There’s a persistent fly in our intellectual ointment. We assume, uncritically, that order radiates outward. We’re control freaks. We think, and then we project our ‘thoughts’ into the world via actions. We are all ‘agents’ of our own, personal CIAs.
In any 12-step program, participants are asked to surrender ‘the illusion of control'. We should all join AA, if for that alone. We are all addicts—all addicted to control.
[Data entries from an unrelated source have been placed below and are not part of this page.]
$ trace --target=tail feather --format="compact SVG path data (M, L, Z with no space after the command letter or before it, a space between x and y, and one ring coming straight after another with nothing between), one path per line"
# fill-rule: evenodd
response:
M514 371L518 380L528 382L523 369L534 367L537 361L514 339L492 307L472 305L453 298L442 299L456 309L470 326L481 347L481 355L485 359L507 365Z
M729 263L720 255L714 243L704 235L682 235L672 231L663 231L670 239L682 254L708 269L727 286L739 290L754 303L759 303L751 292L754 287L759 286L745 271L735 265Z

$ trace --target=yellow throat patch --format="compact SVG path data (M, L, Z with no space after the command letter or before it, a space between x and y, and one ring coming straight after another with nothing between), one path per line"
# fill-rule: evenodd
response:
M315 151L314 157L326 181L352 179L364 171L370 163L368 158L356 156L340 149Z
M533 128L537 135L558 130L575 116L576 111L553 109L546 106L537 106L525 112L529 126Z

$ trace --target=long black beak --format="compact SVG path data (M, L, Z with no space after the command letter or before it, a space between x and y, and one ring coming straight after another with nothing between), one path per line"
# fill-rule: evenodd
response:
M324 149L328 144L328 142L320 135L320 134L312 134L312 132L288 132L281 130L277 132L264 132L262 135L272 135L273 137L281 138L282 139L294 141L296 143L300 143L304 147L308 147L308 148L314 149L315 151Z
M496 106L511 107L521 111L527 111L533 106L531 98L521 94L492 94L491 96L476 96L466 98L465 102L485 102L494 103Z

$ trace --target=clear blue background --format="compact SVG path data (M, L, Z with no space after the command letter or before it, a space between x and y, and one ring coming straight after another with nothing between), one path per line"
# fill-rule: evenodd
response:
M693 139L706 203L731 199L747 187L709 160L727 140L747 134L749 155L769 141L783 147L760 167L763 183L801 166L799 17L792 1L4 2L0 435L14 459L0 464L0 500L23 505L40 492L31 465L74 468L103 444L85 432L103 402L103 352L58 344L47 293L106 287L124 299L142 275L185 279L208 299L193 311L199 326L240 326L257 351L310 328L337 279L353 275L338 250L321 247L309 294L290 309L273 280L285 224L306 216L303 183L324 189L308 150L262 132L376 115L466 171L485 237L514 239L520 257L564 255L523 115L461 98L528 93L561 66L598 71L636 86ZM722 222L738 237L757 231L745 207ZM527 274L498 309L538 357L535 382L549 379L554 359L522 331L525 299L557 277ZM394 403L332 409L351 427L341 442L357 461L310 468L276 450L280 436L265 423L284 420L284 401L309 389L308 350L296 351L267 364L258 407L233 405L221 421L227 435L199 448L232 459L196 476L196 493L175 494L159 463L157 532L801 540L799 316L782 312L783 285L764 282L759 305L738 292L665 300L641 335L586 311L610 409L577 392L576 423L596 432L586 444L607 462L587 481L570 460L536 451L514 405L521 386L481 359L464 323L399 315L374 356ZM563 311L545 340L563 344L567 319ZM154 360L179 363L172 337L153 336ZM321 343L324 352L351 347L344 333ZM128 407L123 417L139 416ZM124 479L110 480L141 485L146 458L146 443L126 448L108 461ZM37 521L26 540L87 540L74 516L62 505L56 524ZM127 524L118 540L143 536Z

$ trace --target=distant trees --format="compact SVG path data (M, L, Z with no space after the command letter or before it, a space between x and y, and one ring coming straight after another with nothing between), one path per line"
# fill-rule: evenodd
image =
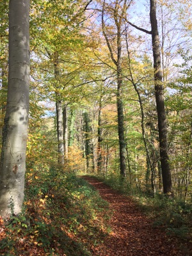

Three words: Central, Intelligence, Agency – often considered oxymoronic, but we use them as if they were synonyms. Yet, we have ample evidence that ‘central intelligence’ is ‘lack of intelligence’. Central intelligence was at the foundation of Marxist-Leninist economics; how did that work out? In fact, central planning has failed everywhere it’s been tried. Centralized mind, even computer-aided, simply cannot keep up with decentralized matter.
Irony: Marxism rediscovered the primacy of decentralized ‘matter’ over centralized ‘mind’ (Dialectical Materialism)…and then promptly imposed a level of centralization that would have made Europe’s Emperors and Popes cringe. Augustus → Boniface → Stalin.
Of course, this analysis ignores an unstated premise: matter ≠ mind. But what if that is not the case? We know that the phenomenon of ‘mind’ is dependent on a decentralized ‘material’ substructure (brain). But what if we could go even further? Paraphrasing Keats (and Ryle), what if we could say, “Mind is matter, and matter mind?”
One phenomenon, opposite perspectives! Stand at the center of Being and look out: One → Many. Now stand on the edge and look in: Many → One.
Centuries ago, many folks believed that matter was an emergent property of mind. Today, it is more common to think that mind (consciousness) is an emergent property of matter (Dawkins). But what if neither is true? Consider the Universe: an aggregate of subatomic particles and their forces, but what if it were also a ‘mind’? What if the material universe is itself a ‘brain’?
We can’t get our heads around this. We are too steeped in carbon privilege and anthropocentrism. We all belong to a secret society of narcissists. Our motto: “If not me, it’s not to be!” We are the measure of all things, and we are guided by our own infernal ‘logic’: I have a central nervous system and I think; therefore, everything that thinks must have a central nervous system.
In fact, we know that many, if not most, species demonstrate ‘mental process’; yet many of those species lack even the rudiments of a ‘central nervous system’. For example, some bacteria apparently ‘think’ by adjusting the concentration of iron in their cytoplasm.
Members of many species communicate with one another; most don’t use anything we’d recognize as words. Some secrete molecules that are then ‘read’ by neighboring organisms, often leading to concerted, or at least intentional, behavior.
Following Descartes because we think, we think we are, but what if we are because we think we are? What if we are because we are self-aware? What if thinking and being are co-dependent?
I am holding a rock in my hands. It is. But what is? Is it the stone per se, or is it the minerals that make up the stone? Or the molecules, atoms, quanta, or waves? These are all manifestations of ‘being’, but only that which exhibits a faint trace of ‘mind’ can confer ‘identity’, a prerequisite of ‘primary being’.
20th-century British philosopher Alfred North Whitehead believed that primary being consisted solely of self-aware ‘events’; anything else (e.g., qualia) was ‘secondary being’, an aspect of a primary event. So we were not wrong! To whatever extent we are, we manifest mind, but true mind is decentralized. (Think blockchain, not the Fed.) And that’s why all of us can be said to share the same ultimate address: the Mind of God.